The Intel Manual (Intel 64 and IA-32 Architectures Optimization Reference Manual)
says in Section that the L2 cache can only track 1 memory stream per 4K memory page.

Is this also true for the L1D cache, or can the L1D cache prefetch more than one
memory stream from the same page?


0 Kudos
3 Replies
Black Belt
I don't see a section number like that in a recent version. You appear to have nearly the same information which I see in a current one, which says the latest model supports 1 forward and 1 backward L2 prefetch stream per 4K page, while L1D supports only 1 forward stream per page.
I guess the one forum where the question would be more topical would be the AVX/instruction set forum, depending on which model you mean.
Black Belt
From my little working experience, it would appear that prefetch to L1D cache is only useful when the TLB cach for the target address is not in cache.

In order for a memory location to be read (or written) the two levels for the Virtual Memory page tables must reside in the TLB caching system (separate from LnD and LnI caches). I've experienced performance degradation when the TLB for that address is already loaded. The TLB cache, caches a small portion of the page tables.

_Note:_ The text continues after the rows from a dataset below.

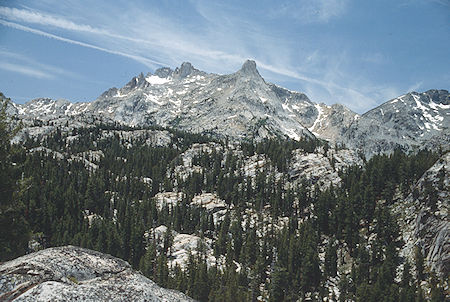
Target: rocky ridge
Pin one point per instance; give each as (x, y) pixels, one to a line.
(424, 218)
(71, 273)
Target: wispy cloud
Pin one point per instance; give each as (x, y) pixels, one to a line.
(34, 68)
(312, 11)
(145, 61)
(25, 70)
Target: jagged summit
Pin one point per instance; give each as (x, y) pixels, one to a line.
(249, 69)
(184, 70)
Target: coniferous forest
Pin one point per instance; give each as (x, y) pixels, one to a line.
(343, 236)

IOW, the prefetch seems to only be effective to loading the TLB cache.

On different archectetures this may not hold.

Jim Dempsey
Black Belt
The reason for terminating these hardware prefetchers at the end of the page is to avoid page miss side effects. If you wish to initiate a prefetch to Xeon TLB cache, so as to get started early on resolution of a possible DTLB miss, you would require a software prefetch, either explicit in source code, or generated by a compiler option. I'm not reading this as part of the original question.
The question does raise interesting consequences. If an array has been modified by a different core, the prefetcher would accelerate getting it back to a core which needs the update. Only 1 forward going array in the page could be so accelerated by hardware prefetch, and an additional backward going array could be accelerated only into L2.